China's TV regulator approved 40 digital pay-TV channels last year, Wang said. Sixty more will be approved in the next two weeks, she said. The loans will be made through China Development Bank.

State-owned China Central Television, which has 15 channels, began operating six digital pay-TV channels last week. Many local Chinese TV stations also are getting into the new technology.

"Digital TV needs pay television and pay television needs digital television," said Sun Yusheng, president of CCTV's digital TV unit.

DVN, which has 46 percent of the set-box market in China now, is working with Qingdao Cable Co. in eastern China to develop a platform for value-added services, including games and entertainment, real-time information for stocks and other data.

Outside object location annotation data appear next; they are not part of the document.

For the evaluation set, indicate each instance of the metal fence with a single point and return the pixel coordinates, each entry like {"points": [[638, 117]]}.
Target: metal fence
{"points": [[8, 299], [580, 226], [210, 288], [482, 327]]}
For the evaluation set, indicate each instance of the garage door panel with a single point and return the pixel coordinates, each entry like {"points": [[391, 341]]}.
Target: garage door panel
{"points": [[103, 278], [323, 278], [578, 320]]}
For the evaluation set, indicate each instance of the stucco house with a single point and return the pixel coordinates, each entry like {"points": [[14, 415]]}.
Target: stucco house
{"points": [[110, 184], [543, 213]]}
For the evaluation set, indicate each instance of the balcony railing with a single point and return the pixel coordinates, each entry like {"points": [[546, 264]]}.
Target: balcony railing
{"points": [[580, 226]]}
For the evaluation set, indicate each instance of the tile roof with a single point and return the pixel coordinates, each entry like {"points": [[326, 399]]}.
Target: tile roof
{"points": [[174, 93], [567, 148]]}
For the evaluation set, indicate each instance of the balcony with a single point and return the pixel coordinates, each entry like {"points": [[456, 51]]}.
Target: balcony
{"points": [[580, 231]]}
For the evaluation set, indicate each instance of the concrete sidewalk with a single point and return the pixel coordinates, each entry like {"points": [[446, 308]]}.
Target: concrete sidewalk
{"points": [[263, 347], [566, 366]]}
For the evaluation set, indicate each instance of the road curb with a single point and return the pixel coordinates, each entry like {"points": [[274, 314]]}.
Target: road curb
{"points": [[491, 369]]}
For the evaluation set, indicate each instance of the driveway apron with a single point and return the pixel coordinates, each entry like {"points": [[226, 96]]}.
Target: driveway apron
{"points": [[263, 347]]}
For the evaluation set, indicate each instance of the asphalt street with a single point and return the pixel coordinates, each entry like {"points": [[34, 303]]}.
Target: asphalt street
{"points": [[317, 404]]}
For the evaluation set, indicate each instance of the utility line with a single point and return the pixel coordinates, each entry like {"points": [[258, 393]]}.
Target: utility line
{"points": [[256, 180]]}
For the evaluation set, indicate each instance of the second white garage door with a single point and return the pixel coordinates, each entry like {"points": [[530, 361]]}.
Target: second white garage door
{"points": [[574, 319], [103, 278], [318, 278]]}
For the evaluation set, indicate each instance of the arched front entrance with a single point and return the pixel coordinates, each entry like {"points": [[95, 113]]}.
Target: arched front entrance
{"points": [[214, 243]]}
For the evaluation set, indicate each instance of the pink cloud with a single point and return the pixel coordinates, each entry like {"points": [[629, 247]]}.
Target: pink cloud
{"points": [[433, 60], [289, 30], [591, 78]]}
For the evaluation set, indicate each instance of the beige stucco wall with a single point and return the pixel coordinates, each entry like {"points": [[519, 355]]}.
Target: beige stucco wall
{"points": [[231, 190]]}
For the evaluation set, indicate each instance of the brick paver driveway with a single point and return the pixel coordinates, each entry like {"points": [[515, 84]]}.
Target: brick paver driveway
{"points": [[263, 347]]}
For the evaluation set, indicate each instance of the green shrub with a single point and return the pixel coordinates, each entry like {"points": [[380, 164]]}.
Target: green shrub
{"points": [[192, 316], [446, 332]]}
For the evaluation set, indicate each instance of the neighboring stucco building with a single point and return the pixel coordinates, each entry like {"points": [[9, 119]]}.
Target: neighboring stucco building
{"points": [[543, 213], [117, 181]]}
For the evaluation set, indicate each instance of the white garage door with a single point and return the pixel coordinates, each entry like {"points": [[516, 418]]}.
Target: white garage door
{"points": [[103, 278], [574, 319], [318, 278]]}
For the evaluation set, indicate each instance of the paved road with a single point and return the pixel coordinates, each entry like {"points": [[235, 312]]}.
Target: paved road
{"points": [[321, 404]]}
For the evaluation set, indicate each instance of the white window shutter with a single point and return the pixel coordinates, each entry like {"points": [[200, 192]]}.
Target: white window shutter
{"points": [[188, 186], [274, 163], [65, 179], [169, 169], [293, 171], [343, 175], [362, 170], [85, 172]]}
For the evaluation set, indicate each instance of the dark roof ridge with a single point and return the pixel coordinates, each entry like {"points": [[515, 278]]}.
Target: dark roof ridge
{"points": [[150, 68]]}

"The concept is to create a new business model, with value-added services," said Terry Lui, DVN chief executive.

The Chinese government last year announced that Qingdao is the key city for the digital conversion. The government also picked 48 other cities for conversion.

e-government platform

Digital TV is priority for the Chinese government because it offers officials the opportunity to implement a direct information channel, or so-called e-government.

The government chose digital TV as an e-government platform rather than the Internet because China's personal computer penetration rate is so low. Only 7 percent of Chinese households have personal computers, while 100 percent have TV sets.

"In some communities, there is even household TV ratio of 1.5, which means some households have two TV sets or more," said Wang. "This is why we picked digital TV as a direct channel between government and the people, rather than the Internet."

Two-thirds of China's population lives in rural, sometimes remote, areas that don't have access to cable and will have to receive digital TV from satellite dishes or digital broadcasts by local TV stations.

"This will take a massive effort as the nation is so huge and the number of households so many," Wang said. Helping farmers pay for expensive digital TV sets is the only solution, she said.